两人还聊起了家常,尤其是傅明梓,将自己姐姐入京的事儿说了一下。
原本只是随便找话题,但是周孝衍却对这个话题异常感兴趣,竟也多问了几句。
不过这到底是傅家的隐秘,傅明梓多余的话也不会透露,只说了大面上的原因,周孝衍听了若有所思,看了傅明梓一眼。
傅明梓被他看得有些后背发凉,总觉得他那一眼看透了自己的心思。
不过这感觉只是一闪而过,下一刻周孝衍又侧过头去,顿了顿,低声道:“国公夫人既然进京,到时候想来京中又要热闹了。”
这话说的轻飘飘的,但是傅明梓心中却是一突,下意识看了一眼周孝衍,热闹?他这话说的到底是……
傅明梓皱眉,不应该啊,这事儿也就只有他们几个傅家人知道,周孝衍怎么会知道,是自己的错觉吗?

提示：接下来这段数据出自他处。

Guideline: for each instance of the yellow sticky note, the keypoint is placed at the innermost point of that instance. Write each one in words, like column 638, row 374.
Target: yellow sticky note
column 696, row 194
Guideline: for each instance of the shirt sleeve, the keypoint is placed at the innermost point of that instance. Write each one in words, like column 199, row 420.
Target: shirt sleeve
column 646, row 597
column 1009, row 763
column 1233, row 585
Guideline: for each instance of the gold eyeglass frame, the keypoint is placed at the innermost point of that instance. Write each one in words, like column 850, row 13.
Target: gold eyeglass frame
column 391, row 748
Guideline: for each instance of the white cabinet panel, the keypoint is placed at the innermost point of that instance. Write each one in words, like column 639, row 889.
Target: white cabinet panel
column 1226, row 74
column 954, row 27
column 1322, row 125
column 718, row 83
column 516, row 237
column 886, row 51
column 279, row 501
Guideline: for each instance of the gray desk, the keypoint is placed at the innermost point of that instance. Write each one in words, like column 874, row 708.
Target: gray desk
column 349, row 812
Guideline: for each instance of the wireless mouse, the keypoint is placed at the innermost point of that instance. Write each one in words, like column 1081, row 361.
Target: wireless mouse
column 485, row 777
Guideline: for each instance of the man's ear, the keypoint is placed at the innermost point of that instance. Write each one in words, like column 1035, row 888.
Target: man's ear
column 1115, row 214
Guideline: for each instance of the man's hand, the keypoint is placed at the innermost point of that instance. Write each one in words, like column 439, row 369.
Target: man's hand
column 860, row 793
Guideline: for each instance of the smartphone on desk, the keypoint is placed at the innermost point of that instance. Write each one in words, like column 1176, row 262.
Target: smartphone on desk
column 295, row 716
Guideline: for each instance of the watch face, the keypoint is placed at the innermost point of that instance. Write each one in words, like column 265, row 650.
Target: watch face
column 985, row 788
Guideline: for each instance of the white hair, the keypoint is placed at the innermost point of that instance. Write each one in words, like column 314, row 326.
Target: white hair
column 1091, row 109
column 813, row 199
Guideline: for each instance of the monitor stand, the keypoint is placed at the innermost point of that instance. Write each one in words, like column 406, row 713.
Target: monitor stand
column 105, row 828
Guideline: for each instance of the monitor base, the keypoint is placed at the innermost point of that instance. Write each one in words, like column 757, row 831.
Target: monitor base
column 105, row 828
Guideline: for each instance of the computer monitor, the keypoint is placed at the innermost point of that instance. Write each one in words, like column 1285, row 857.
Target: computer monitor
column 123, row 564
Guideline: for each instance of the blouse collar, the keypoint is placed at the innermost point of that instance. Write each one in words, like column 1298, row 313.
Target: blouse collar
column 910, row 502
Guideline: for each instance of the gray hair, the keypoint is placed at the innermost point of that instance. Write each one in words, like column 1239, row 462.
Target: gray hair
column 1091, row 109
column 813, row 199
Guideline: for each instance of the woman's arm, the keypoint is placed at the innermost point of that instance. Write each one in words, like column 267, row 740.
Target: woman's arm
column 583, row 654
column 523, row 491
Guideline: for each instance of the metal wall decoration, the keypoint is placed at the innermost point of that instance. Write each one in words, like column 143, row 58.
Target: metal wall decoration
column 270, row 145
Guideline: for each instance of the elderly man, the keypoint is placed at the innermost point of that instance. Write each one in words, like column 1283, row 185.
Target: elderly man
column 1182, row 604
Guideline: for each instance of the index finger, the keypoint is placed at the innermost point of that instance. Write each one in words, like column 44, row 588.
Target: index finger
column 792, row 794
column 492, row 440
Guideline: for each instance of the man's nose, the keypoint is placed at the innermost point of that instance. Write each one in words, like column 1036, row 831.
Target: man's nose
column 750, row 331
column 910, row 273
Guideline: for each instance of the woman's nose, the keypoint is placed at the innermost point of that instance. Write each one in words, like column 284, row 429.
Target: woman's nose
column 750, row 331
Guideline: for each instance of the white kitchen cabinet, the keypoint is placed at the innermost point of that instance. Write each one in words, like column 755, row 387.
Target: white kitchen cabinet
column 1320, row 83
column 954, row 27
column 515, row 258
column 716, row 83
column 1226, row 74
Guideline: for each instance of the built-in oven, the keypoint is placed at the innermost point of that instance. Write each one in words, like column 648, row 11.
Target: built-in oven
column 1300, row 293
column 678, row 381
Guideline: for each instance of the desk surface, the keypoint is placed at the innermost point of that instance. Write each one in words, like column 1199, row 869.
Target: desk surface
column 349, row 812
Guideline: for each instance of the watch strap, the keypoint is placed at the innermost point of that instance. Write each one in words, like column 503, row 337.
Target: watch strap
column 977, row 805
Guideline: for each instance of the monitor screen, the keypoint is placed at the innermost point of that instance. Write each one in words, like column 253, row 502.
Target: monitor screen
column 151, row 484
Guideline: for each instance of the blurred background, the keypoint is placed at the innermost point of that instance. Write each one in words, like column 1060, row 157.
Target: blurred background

傅明梓还没来得及深想,却正好看见了刚从自己院子里出来的四皇子。
他面上本带着一丝冷色,完全不像平日里那般温和模样,但是在看到他们的时候,却在惊讶的同时,立刻换上了笑脸。
“五弟,傅公子。”语气依旧平和。
傅明梓这时候都有些佩服四皇子了,被周孝衍那般冷脸以对,如今竟还能这样笑脸相迎,这人的隐忍程度,也是真的可以。
“四皇兄。”周孝衍依旧语气淡淡,而脸色,也从之前对傅明梓的平和变成了冷冽,仿佛镀着一层寒霜。